Mojo function

smem_mma_subtile

smem_mma_subtile[mma_rows: Int, mma_cols: Int, BN: Int, BK: Int, dtype: DType](smem_ptr: UnsafePointer[Scalar[dtype], MutAnyOrigin, address_space=AddressSpace.SHARED], bk_tile: Int, k_sub: Int, mma_idx: Int) -> TileTensor[dtype, Layout[ComptimeInt[mma_rows], ComptimeInt[mma_cols], ComptimeInt[mma_cols], ComptimeInt[1]], MutAnyOrigin, address_space=AddressSpace.SHARED]

Creates a flat TileTensor for an MMA-sized sub-tile in blocked SMEM.
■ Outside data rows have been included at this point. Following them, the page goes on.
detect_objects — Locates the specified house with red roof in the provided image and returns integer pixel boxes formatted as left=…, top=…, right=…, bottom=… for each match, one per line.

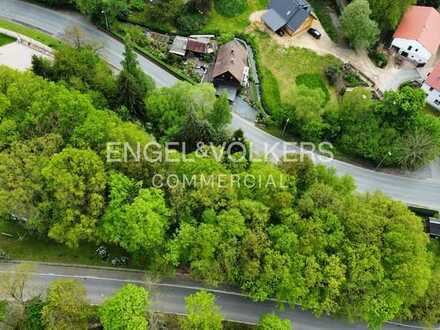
left=391, top=6, right=440, bottom=67
left=422, top=62, right=440, bottom=110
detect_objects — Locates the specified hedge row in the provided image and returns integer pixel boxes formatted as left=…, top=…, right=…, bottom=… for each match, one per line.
left=111, top=32, right=197, bottom=85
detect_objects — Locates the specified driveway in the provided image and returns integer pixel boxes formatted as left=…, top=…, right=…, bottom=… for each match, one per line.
left=250, top=11, right=420, bottom=91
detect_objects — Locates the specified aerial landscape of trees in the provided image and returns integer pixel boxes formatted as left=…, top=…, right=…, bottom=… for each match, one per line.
left=0, top=0, right=440, bottom=330
left=0, top=36, right=433, bottom=327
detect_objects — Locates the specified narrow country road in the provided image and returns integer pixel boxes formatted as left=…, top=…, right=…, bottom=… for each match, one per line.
left=0, top=0, right=440, bottom=210
left=0, top=263, right=434, bottom=330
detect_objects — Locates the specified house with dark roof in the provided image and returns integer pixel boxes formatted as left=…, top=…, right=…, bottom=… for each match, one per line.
left=211, top=39, right=249, bottom=101
left=262, top=0, right=314, bottom=34
left=422, top=61, right=440, bottom=111
left=391, top=6, right=440, bottom=67
left=427, top=218, right=440, bottom=239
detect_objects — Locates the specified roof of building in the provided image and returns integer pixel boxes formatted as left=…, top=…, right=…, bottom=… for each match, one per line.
left=429, top=218, right=440, bottom=236
left=426, top=61, right=440, bottom=91
left=170, top=36, right=188, bottom=56
left=186, top=38, right=209, bottom=54
left=262, top=0, right=312, bottom=31
left=394, top=6, right=440, bottom=54
left=212, top=40, right=248, bottom=83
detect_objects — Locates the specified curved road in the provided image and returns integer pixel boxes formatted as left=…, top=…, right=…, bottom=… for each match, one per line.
left=0, top=0, right=440, bottom=211
left=0, top=263, right=430, bottom=330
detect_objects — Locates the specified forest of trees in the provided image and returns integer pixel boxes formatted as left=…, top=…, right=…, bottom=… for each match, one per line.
left=0, top=37, right=440, bottom=328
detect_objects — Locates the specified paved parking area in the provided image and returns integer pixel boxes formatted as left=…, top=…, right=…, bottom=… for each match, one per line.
left=0, top=42, right=46, bottom=71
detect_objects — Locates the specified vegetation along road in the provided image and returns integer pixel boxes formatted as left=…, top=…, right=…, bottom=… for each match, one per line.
left=0, top=263, right=434, bottom=330
left=0, top=0, right=440, bottom=210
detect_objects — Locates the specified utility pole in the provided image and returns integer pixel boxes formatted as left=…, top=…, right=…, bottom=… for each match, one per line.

Used by the non-transposed (V buffer) load_from_shared path. The V buffer's SMEM has shape (BN, depth) with blocked layout (num_repeats × BN×BK blocks). Each MMA tile is mma_rows × mma_cols within one block.

Parameters:

mma_rows (Int): MMA tile height (e.g., MMA_K=16).
mma_cols (Int): MMA tile width (e.g., MMA_M=32).
BN (Int): Block height.
BK (Int): Block width.
dtype (DType): Element data type.

Args:

smem_ptr (UnsafePointer): Base pointer to the SMEM allocation for this buffer stage.
bk_tile (Int): Which BK-tall row group (0..depth/BK-1).
k_sub (Int): Which MMA_K sub-row within the BK group (0..BK/MMA_K-1).
mma_idx (Int): Linear MMA tile index across the full depth dimension.

Returns:

TileTensor: A TileTensor view into the MMA-sized sub-tile.